Le sfighe dell’Ajax non finiscono mai

L'ultima è la sconfitta in Coppa d'Olanda contro l'Hercules, una squadra dilettantistica.
di Redazione Undici 22 Dicembre 2023 alle 13:33

Che questa non fosse la stagione migliore dell’Ajax lo si era capito subito. Anzi, in realtà l’avvio della squadra più titolata dei Paesi Bassi è stato un vero e proprio incubo, sia per quanto riguarda i risultati – per qualche settimana l’Ajax è stato addirittura in zona retrocessione – che le situazioni extracampo, si pensi per esempio ai disordini alla Johan Cruijff Arena in occasione dell’ultimo De Klassieker contro il Feyenoord.
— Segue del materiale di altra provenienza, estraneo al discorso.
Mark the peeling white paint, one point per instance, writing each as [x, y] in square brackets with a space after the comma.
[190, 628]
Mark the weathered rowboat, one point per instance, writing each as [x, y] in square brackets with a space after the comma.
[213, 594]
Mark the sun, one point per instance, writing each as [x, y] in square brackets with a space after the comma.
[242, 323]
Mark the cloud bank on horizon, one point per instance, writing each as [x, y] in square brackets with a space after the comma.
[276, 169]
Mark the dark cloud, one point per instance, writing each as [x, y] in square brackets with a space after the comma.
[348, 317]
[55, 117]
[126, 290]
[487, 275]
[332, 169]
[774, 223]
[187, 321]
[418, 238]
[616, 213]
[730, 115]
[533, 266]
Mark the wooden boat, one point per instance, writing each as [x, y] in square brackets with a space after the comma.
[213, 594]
Col tempo l’emergenza epocale si è più o meno ridimensionata: oggi l’Ajax è quinto in Eredivisie ed è riuscito a qualificarsi al playoff di Conference League – a febbraio affronterà il Bodo Glimt. Fino a ieri c’era anche la possibilità di fare strada in Coppa d’Olanda, e invece ecco che l’Ajax è piombato di nuovo nel baratro: alla sua prima gara del torneo, infatti, la squadra ora allenata da John van ‘t Schip – anche se in realtà nelle ultime partite il tecnico in prima è stato sostituito dal suo vice, Michael Valkanis, a causa di un impegno familiare – si è fatta battere per 3-2 dall’USV Hercules.
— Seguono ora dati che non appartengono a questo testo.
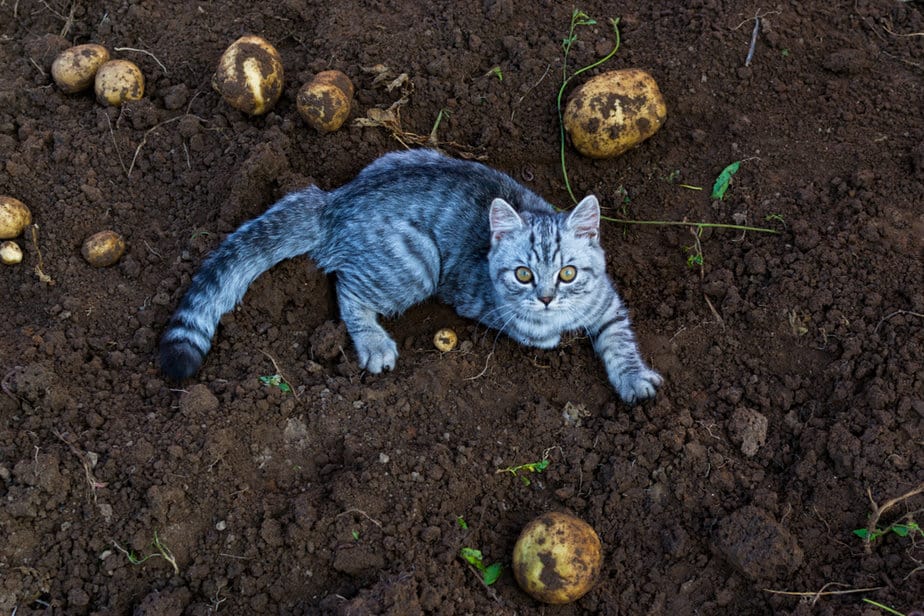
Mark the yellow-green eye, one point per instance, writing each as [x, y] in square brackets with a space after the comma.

Ecco, detto così non ci sarebbe niente di strano. Il punto è che questo Hercules gioca nella quarta divisione della piramide calcistica dei Paesi Bassi, e quindi è a tutti gli effetti una squadra dilettantistica. Insomma, è come se la Juventus o l’Inter avessero perso contro una squadra di Serie D o di Eccellenza. E il vero problema è che il la gara giocata allo stadio Galgenwaard – che di solito ospita le partite dell’Utrecht, e che è stato scelto come campo temporaneo dall’Hercules visto che il suo impianto storico non è attrezzato per le gare in notturna – è stata persa in modo meritato, dall’Ajax: al minuto 83’, infatti, l’Hercules era in vantaggio di due gol, per effetto di una doppietta di Tim Pieters; nei tre minuti successivi, Brobbey e Akpom sembravano aver rimesso a posto le cose, quantomeno per andare ai supplementari, ma poi durante il recupero è arrivato l’incredibile gol del 3-2 firmato da Mats Grotenbreg.
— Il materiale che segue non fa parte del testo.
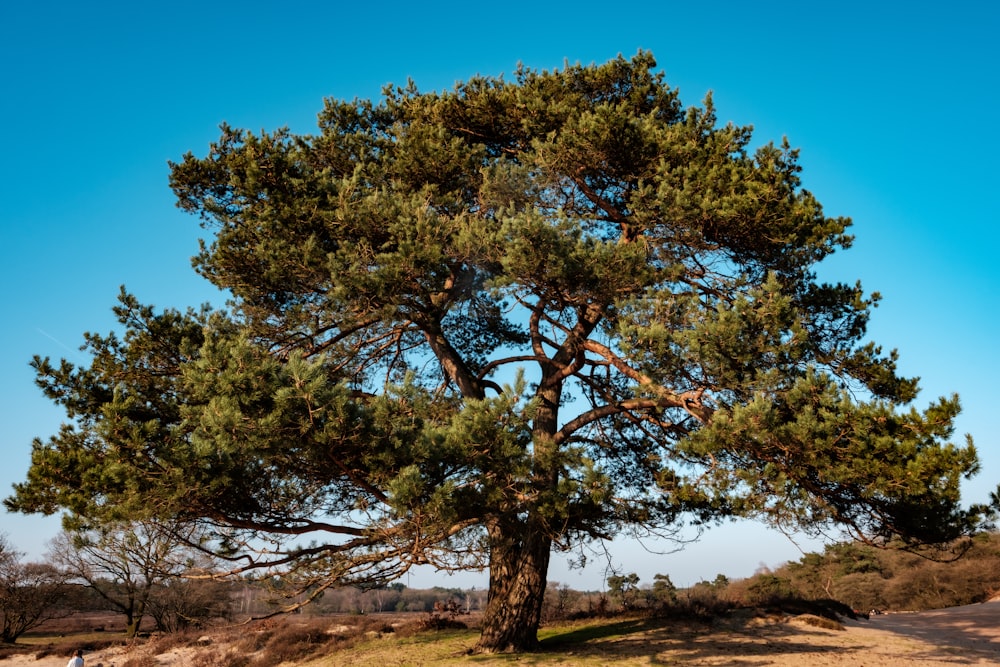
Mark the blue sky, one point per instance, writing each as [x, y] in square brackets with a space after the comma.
[893, 106]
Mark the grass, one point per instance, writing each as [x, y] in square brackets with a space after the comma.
[403, 642]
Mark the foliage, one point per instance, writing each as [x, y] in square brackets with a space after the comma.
[135, 566]
[468, 327]
[864, 577]
[29, 593]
Inizialmente l’Ajax si è presentato in campo imbottito di riserve, come capita spesso alle grandi squadre che affrontano gare facili – almeno in teoria – nelle coppe nazionali. Con il risultato compromesso, però, il tecnico Valkanis ha dovuto uno dopo l’altro Tahirovic, Brobbey, Martha. Non è bastato, visto come sono andate le cose. E l’hanno tutti presa abbastanza male, anche perché è la prima volta che l’Ajax perde una gara ufficiale contro una squadra non professionistica: dopo la partita, gli account social del club di Amsterdam si sono limitati a postare una grafica con il risultato finale, senza aggiungere alcun commento. Forse è stata la scelta migliore.